Biomarker Assessment of Spatial and Temporal Changes in the Composition of Flocculent Material (Floc) in the Subtropical Wetland of the Florida Coastal Everglades

Flocculent material (floc) is an important energy source in wetlands. In the Florida Everglades, floc is present in both freshwater marshes and coastal environments and plays a key role in food webs and nutrient cycling. However, not much is known about its environmental dynamics, in particular its biological sources and bio-reactivity. We analysed floc samples collected from different environments in the Florida Everglades and applied biomarkers and pigment chemotaxonomy to identify spatial and seasonal differences in organic matter sources. An attempt was made to link floc composition with algal and plant productivity.

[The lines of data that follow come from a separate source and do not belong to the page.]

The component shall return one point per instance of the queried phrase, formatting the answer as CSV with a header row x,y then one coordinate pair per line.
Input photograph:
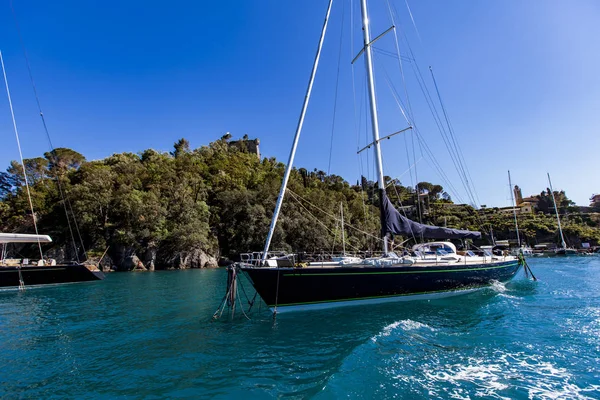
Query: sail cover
x,y
396,224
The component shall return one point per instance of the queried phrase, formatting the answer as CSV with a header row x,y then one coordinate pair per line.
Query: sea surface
x,y
151,335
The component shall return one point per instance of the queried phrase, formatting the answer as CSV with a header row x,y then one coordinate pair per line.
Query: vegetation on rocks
x,y
190,207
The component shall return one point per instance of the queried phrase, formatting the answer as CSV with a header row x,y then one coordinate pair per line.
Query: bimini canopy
x,y
23,238
396,224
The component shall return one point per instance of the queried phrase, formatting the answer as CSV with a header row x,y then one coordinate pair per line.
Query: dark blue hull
x,y
47,275
328,287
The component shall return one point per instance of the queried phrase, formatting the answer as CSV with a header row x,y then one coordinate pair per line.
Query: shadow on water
x,y
296,355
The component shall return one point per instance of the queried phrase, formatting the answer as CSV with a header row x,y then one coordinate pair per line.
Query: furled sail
x,y
396,224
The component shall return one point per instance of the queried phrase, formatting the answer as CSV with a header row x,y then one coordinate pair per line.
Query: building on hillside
x,y
526,207
245,144
508,210
518,195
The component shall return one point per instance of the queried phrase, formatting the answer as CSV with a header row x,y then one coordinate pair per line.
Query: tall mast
x,y
373,105
288,169
562,238
343,235
513,201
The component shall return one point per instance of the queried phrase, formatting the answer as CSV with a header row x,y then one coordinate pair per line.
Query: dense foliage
x,y
220,198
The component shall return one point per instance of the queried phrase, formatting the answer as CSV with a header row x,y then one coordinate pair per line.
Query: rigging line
x,y
435,114
402,207
52,151
409,104
315,217
290,163
12,114
408,45
331,215
399,55
442,175
413,21
461,157
436,117
391,54
337,81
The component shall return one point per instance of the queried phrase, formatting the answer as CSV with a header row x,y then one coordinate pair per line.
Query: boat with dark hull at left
x,y
22,273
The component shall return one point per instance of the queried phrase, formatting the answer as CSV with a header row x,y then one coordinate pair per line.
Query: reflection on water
x,y
150,335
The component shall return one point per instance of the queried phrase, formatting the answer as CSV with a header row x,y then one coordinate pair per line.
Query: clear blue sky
x,y
520,81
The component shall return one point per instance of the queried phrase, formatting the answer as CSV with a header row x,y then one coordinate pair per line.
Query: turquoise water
x,y
150,335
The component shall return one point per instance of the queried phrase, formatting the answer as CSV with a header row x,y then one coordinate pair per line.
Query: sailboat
x,y
23,272
563,250
432,270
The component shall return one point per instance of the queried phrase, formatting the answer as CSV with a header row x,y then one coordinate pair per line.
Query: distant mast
x,y
373,106
562,238
514,202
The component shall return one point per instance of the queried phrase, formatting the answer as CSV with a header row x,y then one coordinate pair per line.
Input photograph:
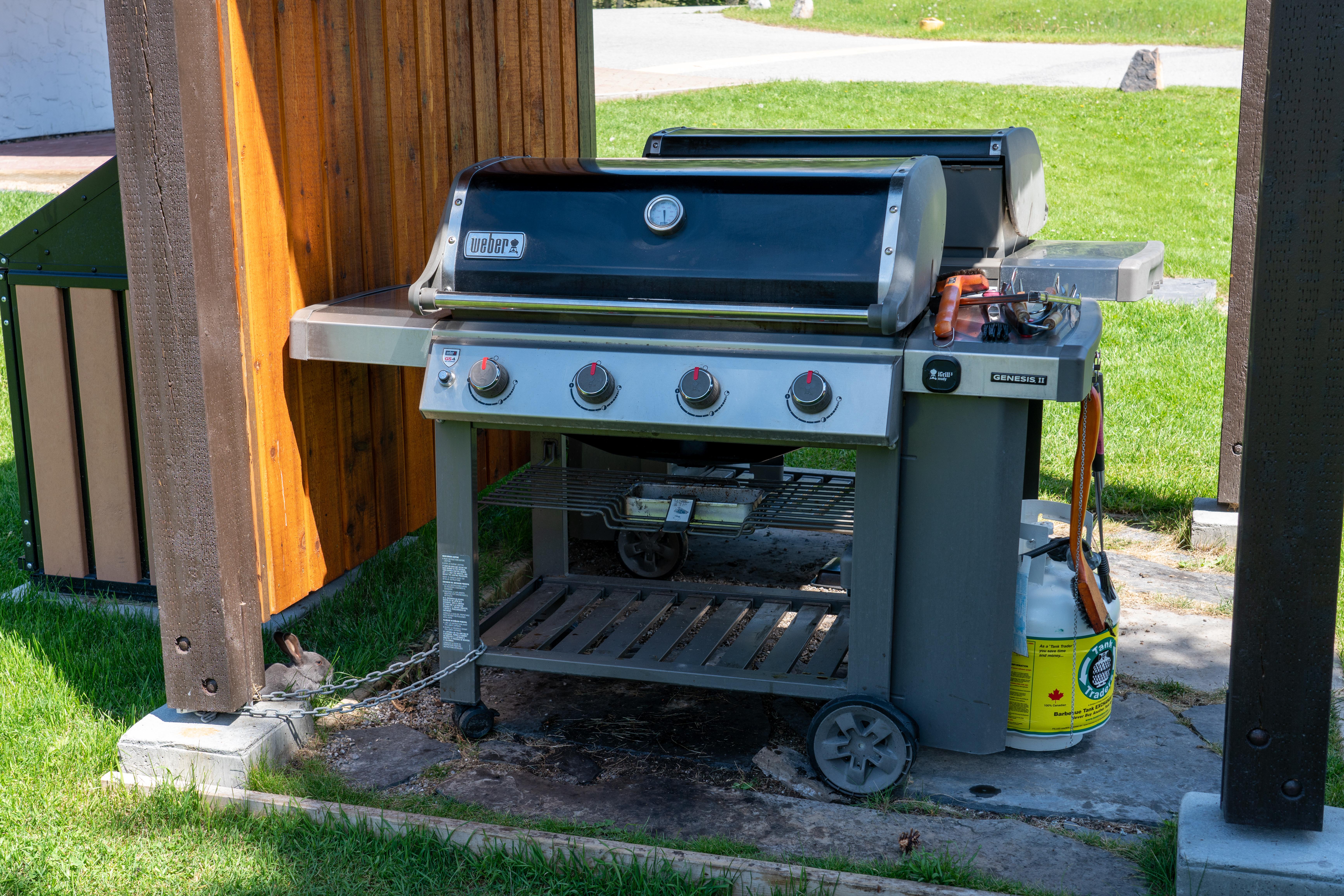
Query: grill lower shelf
x,y
812,500
741,639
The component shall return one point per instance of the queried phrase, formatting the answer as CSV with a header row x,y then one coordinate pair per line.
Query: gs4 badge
x,y
943,374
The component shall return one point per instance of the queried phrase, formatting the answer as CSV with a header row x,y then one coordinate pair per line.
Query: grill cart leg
x,y
550,528
455,463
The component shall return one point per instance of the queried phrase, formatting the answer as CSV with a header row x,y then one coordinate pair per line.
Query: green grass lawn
x,y
1207,23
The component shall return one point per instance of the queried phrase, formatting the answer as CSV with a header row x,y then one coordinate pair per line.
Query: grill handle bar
x,y
644,308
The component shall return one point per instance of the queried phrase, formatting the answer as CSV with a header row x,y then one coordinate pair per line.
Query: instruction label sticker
x,y
455,602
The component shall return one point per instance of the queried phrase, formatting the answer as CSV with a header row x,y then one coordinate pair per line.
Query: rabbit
x,y
310,671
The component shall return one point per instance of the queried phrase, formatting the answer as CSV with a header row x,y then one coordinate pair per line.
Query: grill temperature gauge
x,y
811,393
488,379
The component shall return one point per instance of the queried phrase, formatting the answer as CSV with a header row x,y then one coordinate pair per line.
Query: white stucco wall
x,y
54,76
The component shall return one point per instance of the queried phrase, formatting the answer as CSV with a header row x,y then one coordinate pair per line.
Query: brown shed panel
x,y
53,432
114,516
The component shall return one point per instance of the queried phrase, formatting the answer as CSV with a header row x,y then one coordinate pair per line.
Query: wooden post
x,y
186,339
1255,61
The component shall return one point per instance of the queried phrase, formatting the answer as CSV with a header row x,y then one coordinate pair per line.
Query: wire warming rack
x,y
812,500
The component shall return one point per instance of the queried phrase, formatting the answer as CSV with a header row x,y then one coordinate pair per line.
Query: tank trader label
x,y
455,608
1062,686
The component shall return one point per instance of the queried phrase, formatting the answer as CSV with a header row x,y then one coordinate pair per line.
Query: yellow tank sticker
x,y
1062,686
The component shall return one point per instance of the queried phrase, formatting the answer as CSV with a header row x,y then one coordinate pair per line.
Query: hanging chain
x,y
252,710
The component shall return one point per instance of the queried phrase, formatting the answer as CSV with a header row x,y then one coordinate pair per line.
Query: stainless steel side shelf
x,y
812,500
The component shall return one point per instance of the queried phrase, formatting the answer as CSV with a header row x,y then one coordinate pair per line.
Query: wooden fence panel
x,y
347,121
100,362
53,432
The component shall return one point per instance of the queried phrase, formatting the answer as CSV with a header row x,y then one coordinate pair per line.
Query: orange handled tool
x,y
1089,592
953,287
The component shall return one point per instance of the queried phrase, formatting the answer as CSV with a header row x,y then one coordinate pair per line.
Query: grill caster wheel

Spatial differences were observed between freshwater marsh and estuarine floc. Freshwater floc receives organic matter inputs from local periphyton mats, as indicated by microbial biomarkers and chlorophyll-a estimates. At the estuarine sites, the floc is dominated by mangrove as well as diatom inputs from the marine end-member. The hydroperiod (duration and depth of inundation) at the freshwater sites influences floc organic matter preservation, where the floc at the short-hydroperiod site is more oxidised likely due to periodic dry-down conditions. Seasonal differences in floc composition were not consistent and the few that were observed are likely linked to the primary productivity of the dominant biomass (periphyton in the freshwater marshes and mangroves in the estuarine zone). Molecular evidence for hydrological transport of floc material from the freshwater marshes to the coastal fringe was also observed. With the on-going restoration of the Florida Everglades, it is important to gain a better understanding of the biogeochemical dynamics of floc, including its sources, transformations and reactivity.